简体   繁体   English

将矢量更改为数组会使我的程序变慢

[英]Changing a vector into an array makes my program slower

I profiled a program of mine and found out that the very hotspot was levenshtein_distance , called recursively. 我描述了我的一个程序,发现最热门的地方是levenshtein_distance ,递归调用。 I decided to try and optimize it. 我决定尝试优化它。

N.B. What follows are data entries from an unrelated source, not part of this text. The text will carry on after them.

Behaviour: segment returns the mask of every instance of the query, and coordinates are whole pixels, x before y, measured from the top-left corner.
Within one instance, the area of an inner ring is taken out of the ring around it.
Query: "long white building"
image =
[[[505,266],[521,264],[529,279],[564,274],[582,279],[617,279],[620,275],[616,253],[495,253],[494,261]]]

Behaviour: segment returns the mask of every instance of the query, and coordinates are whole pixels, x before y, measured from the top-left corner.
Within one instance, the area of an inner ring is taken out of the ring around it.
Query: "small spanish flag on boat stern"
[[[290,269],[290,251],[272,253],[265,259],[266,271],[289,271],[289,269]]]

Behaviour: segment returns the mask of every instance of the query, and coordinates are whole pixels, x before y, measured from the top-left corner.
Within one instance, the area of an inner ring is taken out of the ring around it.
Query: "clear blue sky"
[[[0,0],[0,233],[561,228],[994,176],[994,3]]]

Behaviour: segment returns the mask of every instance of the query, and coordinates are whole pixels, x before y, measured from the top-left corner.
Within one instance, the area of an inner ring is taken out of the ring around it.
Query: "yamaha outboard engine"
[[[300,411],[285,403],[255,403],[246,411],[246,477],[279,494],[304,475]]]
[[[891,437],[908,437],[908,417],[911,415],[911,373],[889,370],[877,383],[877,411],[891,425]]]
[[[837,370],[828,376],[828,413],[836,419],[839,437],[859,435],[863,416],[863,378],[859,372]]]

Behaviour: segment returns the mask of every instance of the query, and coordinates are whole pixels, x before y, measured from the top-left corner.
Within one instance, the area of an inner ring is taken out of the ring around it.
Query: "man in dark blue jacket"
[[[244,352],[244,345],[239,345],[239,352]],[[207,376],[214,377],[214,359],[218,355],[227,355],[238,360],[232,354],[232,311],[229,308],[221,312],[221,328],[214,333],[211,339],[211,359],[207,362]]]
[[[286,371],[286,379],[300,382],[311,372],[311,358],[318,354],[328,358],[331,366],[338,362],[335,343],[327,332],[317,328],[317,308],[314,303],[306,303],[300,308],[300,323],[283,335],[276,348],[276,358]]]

lvh_distance levenshtein_distance( const std::string & s1, const std::string & s2 )
{
    const size_t len1 = s1.size(), len2 = s2.size();
    std::vector<unsigned int> col( len2+1 ), prevCol( len2+1 );

    const size_t prevColSize = prevCol.size();
    for( unsigned int i = 0; i < prevColSize; i++ )
        prevCol[i] = i;

    for( unsigned int i = 0, j; i < len1; ++i )
    {
        col[0] = i+1;
        const char s1i = s1[i];
        for( j = 0; j < len2; ++j )
        {
            const auto minPrev = 1 + std::min( col[j], prevCol[1 + j] );
            col[j+1] = std::min( minPrev, prevCol[j] + ( static_cast<unsigned int>( s1i != s2[j] ) ) );
        }
        col.swap( prevCol );
    }
    return prevCol[len2];
}

TL;DR: I changed std::stringstd::array TL; DR:我改变了std::stringstd::array

War Story: And after running vtune on it, I found that the line that updates col[j+1] was the one slowing down everything (90% of the time spent on it). 战争故事:在运行vtune之后,我发现更新col[j+1]是减慢一切的行(90%的时间花在它上面)。 I thought: OK, maybe this is an aliasing problem, maybe the compiler cannot determine that the character arrays within the string objects are unaliased as they are masked by the string interface and spends 90% of his time checking that no other part of the program modified them. 我想:好吧,也许这是一个别名问题,也许编译器无法确定字符串对象中的字符数组是否因为它们被字符串接口屏蔽而没有因果关系,并花费90%的时间检查该程序的其他部分修改了它们。

So I changed my string into a static array, because there, there is no dynamic memory, and the next step would have been using restrict to help the compiler. 所以我将我的字符串更改为静态数组,因为那里没有动态内存,下一步就是使用restrict来帮助编译器。 But in the meantime, I decided to check if I had gained any performance by doing so. 但与此同时,我决定通过这样做来检查我是否获得了任何表现。

lvh_distance levenshtein_distance( const std::string & s1, const std::string & s2 )
{
    const size_t len1 = s1.size(), len2 = s2.size();
    static constexpr unsigned MAX_STRING_SIZE = 512;
    assert(len1 < MAX_STRING_SIZE && len2 < MAX_STRING_SIZE);
    static std::array<unsigned int, MAX_STRING_SIZE> col, prevCol;

    for( unsigned int i = 0; i < len2+1; ++i )
        prevCol[i] = i;

    // the rest is unchanged
}

TL;DR : now it runs slow. TL; DR :现在它运行缓慢。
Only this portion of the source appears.